I have been dealing with what I think is an emotionally abusive relationship for at least two years now. We got married 9 months ago. I have since found the strength to realise I shouldn’t have done that and I will never be happy. I finally found the confidence to tell my family and none of them support me. Because of the current pandemic I am living at home with my parents and they won’t talk to me. They won’t come in to the room. They cry constantly all day, like a wailing cry as if someone has died. I asked them to please stop and please try and see my side and they just said how could I have held a bible and said vows and now be breaking them. They actually said “how do we tell the neighbours.” And my Dad said the wedding cost so much money how could I do that? To add to this, my mother in law is texting my mother saying how my husband is broken and crying all the time and will go to therapy and all these things - when he hasn’t even contacted me himself.
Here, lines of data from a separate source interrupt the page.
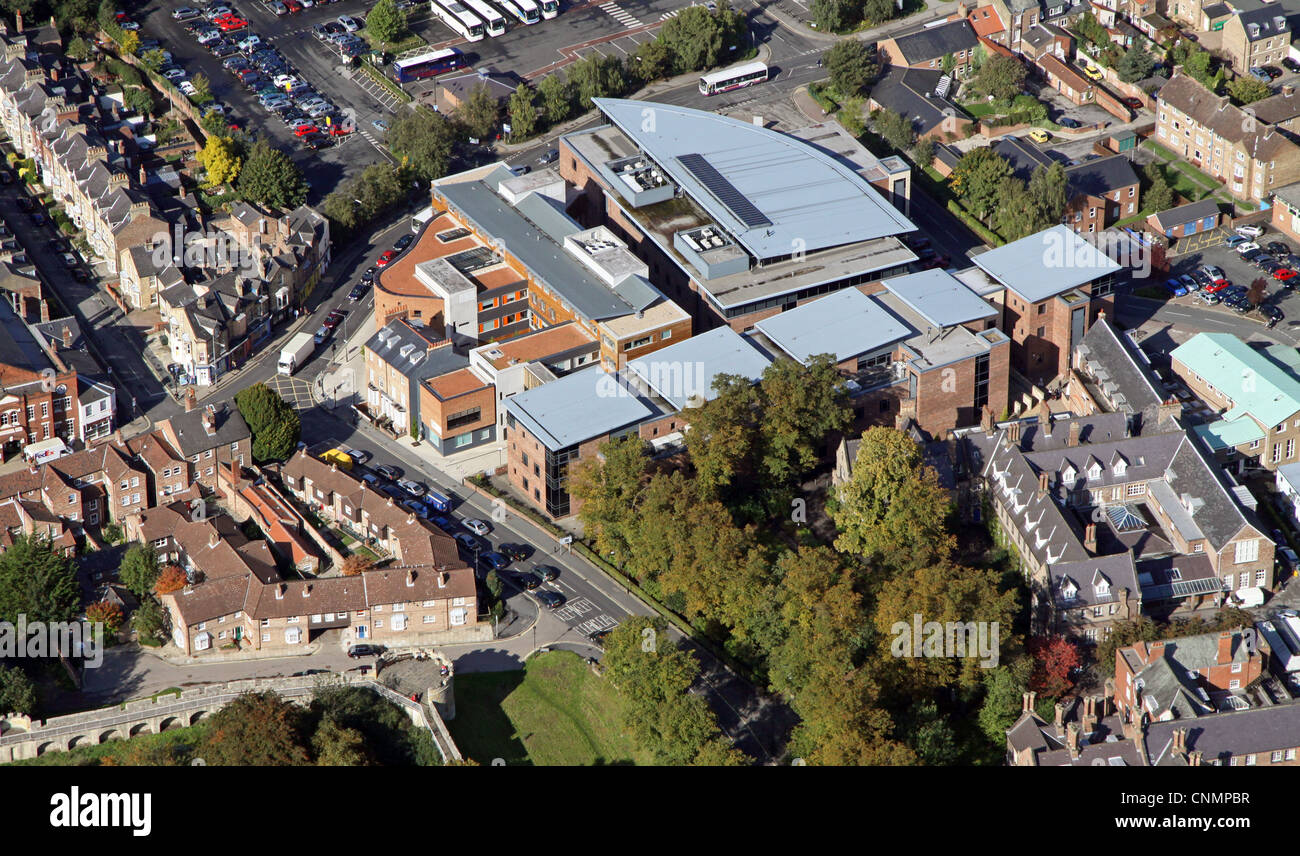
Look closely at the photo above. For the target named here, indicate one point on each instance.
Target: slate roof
(1101, 176)
(1225, 735)
(193, 439)
(1225, 120)
(934, 43)
(909, 93)
(1127, 380)
(1190, 212)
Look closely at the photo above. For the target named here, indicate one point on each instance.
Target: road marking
(616, 12)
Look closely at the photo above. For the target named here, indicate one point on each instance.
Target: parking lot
(1209, 247)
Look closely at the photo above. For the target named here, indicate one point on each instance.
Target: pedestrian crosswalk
(619, 14)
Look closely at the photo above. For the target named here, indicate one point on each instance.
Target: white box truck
(294, 354)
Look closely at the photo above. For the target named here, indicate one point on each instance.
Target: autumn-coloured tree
(170, 579)
(356, 563)
(1054, 657)
(105, 613)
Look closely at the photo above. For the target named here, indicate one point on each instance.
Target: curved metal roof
(804, 198)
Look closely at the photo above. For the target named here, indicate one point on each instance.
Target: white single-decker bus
(459, 18)
(733, 78)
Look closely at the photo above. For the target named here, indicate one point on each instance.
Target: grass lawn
(554, 712)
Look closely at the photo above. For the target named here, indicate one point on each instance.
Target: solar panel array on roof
(723, 190)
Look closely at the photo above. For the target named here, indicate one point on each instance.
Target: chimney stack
(1225, 652)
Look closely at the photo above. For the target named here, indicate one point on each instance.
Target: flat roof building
(739, 221)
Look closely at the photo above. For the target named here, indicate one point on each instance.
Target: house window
(1247, 550)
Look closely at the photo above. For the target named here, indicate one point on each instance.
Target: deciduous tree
(850, 66)
(271, 178)
(139, 569)
(892, 508)
(273, 423)
(255, 730)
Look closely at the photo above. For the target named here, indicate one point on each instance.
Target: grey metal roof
(549, 216)
(420, 358)
(811, 199)
(939, 298)
(546, 259)
(845, 324)
(1047, 263)
(683, 374)
(576, 407)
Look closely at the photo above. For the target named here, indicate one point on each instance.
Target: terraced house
(1251, 158)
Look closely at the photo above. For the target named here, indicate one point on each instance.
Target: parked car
(516, 552)
(412, 487)
(494, 560)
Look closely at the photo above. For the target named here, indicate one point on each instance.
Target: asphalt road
(121, 345)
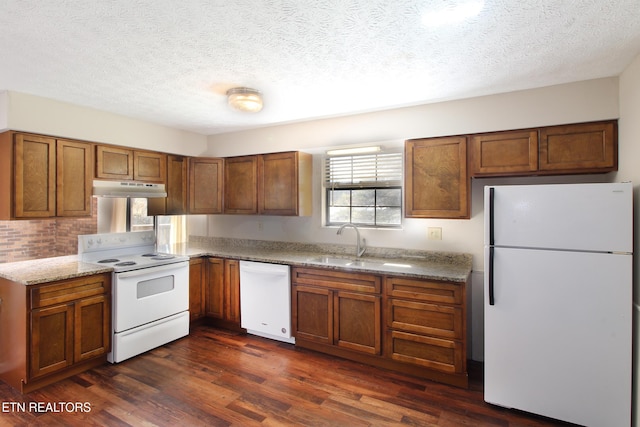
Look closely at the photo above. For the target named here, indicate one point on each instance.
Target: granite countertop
(44, 270)
(447, 266)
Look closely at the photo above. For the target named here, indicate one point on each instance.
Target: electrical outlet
(434, 233)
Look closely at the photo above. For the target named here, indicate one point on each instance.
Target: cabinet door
(51, 347)
(114, 163)
(232, 291)
(587, 147)
(205, 185)
(357, 322)
(74, 172)
(312, 313)
(278, 183)
(149, 166)
(177, 185)
(436, 180)
(214, 292)
(92, 328)
(241, 185)
(197, 280)
(35, 176)
(504, 153)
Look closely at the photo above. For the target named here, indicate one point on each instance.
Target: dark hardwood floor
(219, 378)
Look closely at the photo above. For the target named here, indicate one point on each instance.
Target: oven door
(149, 294)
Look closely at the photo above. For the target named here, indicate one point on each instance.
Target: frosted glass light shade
(245, 99)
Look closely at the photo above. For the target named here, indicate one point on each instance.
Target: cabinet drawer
(434, 353)
(70, 290)
(429, 319)
(357, 282)
(424, 290)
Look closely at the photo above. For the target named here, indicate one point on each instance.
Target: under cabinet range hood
(128, 189)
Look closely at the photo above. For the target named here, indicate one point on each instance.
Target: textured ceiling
(170, 62)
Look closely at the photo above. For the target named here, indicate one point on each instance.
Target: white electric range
(150, 290)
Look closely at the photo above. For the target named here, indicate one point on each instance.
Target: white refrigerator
(558, 301)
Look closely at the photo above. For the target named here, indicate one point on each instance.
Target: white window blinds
(364, 170)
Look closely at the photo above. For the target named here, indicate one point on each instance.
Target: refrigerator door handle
(491, 295)
(491, 218)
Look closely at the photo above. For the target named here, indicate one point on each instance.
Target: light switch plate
(434, 233)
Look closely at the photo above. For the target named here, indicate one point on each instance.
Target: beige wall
(570, 103)
(48, 117)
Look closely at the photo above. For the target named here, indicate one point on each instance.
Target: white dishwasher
(265, 300)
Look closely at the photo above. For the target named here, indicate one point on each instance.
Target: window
(364, 189)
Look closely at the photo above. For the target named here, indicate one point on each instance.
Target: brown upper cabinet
(74, 178)
(268, 184)
(194, 186)
(284, 184)
(124, 164)
(585, 147)
(504, 152)
(205, 185)
(436, 180)
(241, 185)
(44, 177)
(552, 150)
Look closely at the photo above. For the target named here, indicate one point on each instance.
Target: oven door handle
(152, 270)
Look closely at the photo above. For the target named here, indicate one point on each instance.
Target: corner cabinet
(241, 185)
(197, 282)
(43, 177)
(58, 329)
(436, 181)
(222, 292)
(205, 185)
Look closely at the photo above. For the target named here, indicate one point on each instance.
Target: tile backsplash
(21, 240)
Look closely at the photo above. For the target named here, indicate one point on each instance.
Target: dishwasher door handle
(271, 270)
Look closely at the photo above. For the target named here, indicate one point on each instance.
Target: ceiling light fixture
(245, 99)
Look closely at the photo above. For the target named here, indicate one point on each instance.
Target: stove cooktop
(124, 251)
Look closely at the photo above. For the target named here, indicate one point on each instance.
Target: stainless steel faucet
(360, 248)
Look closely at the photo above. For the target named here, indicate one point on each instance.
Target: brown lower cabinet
(337, 309)
(222, 292)
(422, 323)
(57, 329)
(197, 281)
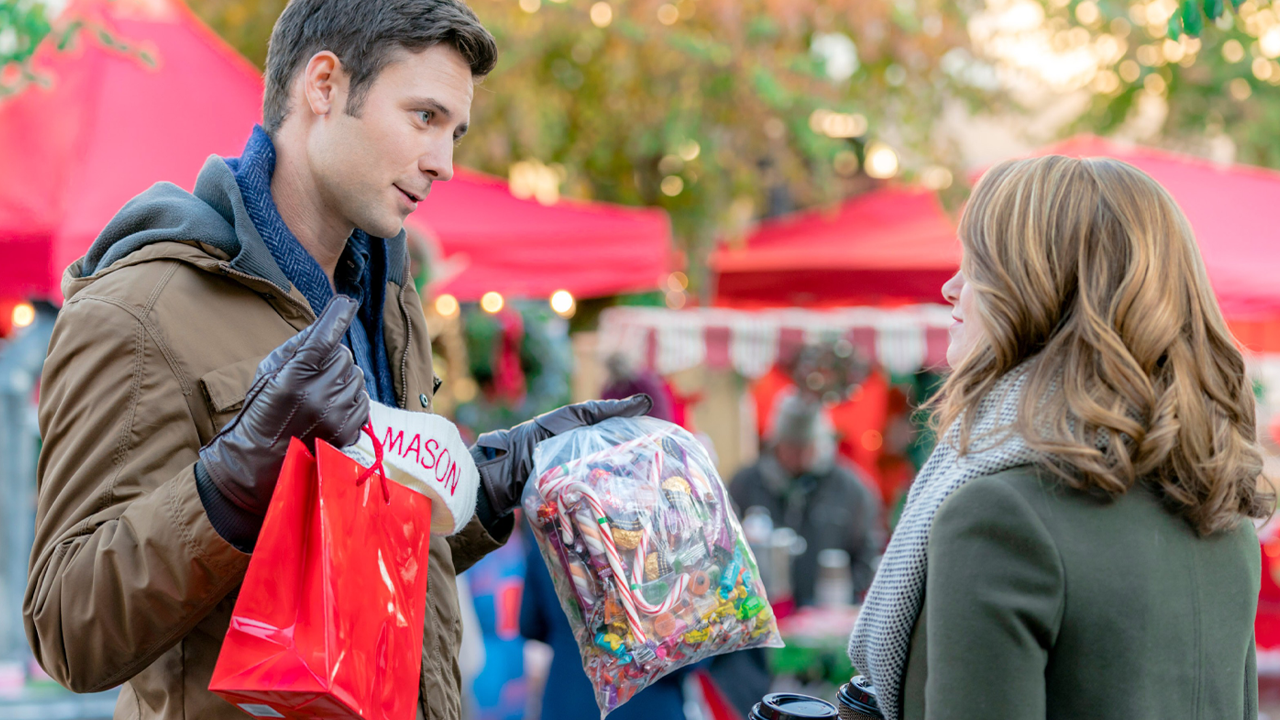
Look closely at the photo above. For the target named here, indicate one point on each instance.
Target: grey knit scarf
(882, 637)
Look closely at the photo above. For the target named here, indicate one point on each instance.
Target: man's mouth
(410, 196)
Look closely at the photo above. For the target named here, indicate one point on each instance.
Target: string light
(446, 305)
(1233, 51)
(881, 160)
(23, 314)
(562, 302)
(492, 301)
(602, 14)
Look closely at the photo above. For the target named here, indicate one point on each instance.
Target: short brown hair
(364, 35)
(1088, 272)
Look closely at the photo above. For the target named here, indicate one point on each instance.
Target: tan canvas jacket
(150, 356)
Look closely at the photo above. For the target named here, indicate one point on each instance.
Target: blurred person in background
(803, 487)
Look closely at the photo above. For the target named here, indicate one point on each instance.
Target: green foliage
(1219, 80)
(22, 26)
(612, 106)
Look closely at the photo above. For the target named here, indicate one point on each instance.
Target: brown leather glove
(306, 388)
(506, 458)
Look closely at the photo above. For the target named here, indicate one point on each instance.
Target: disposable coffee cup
(791, 706)
(858, 700)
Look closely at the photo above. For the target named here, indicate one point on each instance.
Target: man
(190, 350)
(803, 487)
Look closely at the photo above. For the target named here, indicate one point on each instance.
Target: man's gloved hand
(307, 388)
(511, 452)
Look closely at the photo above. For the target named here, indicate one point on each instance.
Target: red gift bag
(329, 618)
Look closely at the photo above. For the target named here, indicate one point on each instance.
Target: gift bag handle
(378, 464)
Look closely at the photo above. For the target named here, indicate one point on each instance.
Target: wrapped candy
(645, 552)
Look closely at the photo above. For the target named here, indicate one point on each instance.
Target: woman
(1079, 543)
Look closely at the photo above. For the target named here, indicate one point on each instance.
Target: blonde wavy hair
(1089, 273)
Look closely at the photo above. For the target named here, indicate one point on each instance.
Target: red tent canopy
(888, 246)
(110, 124)
(1229, 209)
(524, 249)
(108, 127)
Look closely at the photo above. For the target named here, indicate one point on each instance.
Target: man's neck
(304, 209)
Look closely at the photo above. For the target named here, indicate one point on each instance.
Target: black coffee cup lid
(791, 706)
(859, 693)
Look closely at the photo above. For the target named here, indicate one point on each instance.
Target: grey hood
(211, 215)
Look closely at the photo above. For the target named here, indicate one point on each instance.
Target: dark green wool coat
(1043, 602)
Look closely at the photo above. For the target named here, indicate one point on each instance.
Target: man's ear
(324, 83)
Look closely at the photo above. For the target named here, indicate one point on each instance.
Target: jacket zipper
(254, 279)
(408, 342)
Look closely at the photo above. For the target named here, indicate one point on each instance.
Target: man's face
(375, 168)
(795, 458)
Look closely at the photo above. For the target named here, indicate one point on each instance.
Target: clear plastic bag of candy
(645, 552)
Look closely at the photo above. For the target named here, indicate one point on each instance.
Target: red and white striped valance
(903, 340)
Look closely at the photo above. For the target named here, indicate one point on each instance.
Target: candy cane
(611, 551)
(638, 577)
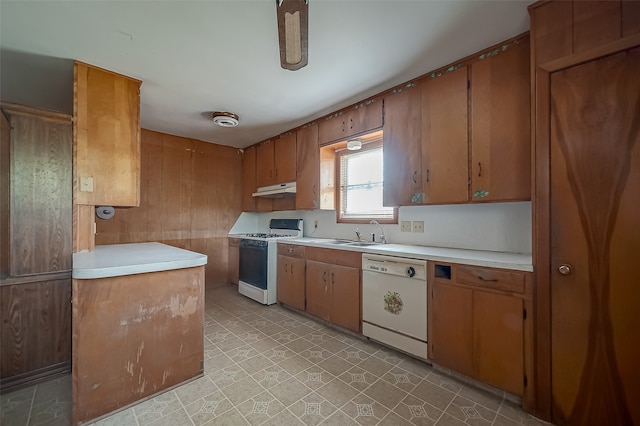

He always does this after he’s been nasty and aggressive (never physical) - he will cry and say he’ll die without me and that’s how I stayed with him so long. I honestly don’t know what to do. I have lost confidence in my decision to walk away. Now I feel like what if I’m making a mistake. What if everyone is right and we should not break up? I feel so trapped and isolated. I honestly don’t know what to do. My husband is in America and we can’t see each other because of the travel ban.
To put in to perspective - he is extremely controlling, won’t socialise in any way, won’t kiss my lips or have sex with me, only smooth sailing when I’m doing as I’m told.
Please help me. I’ve never felt so alone in my life.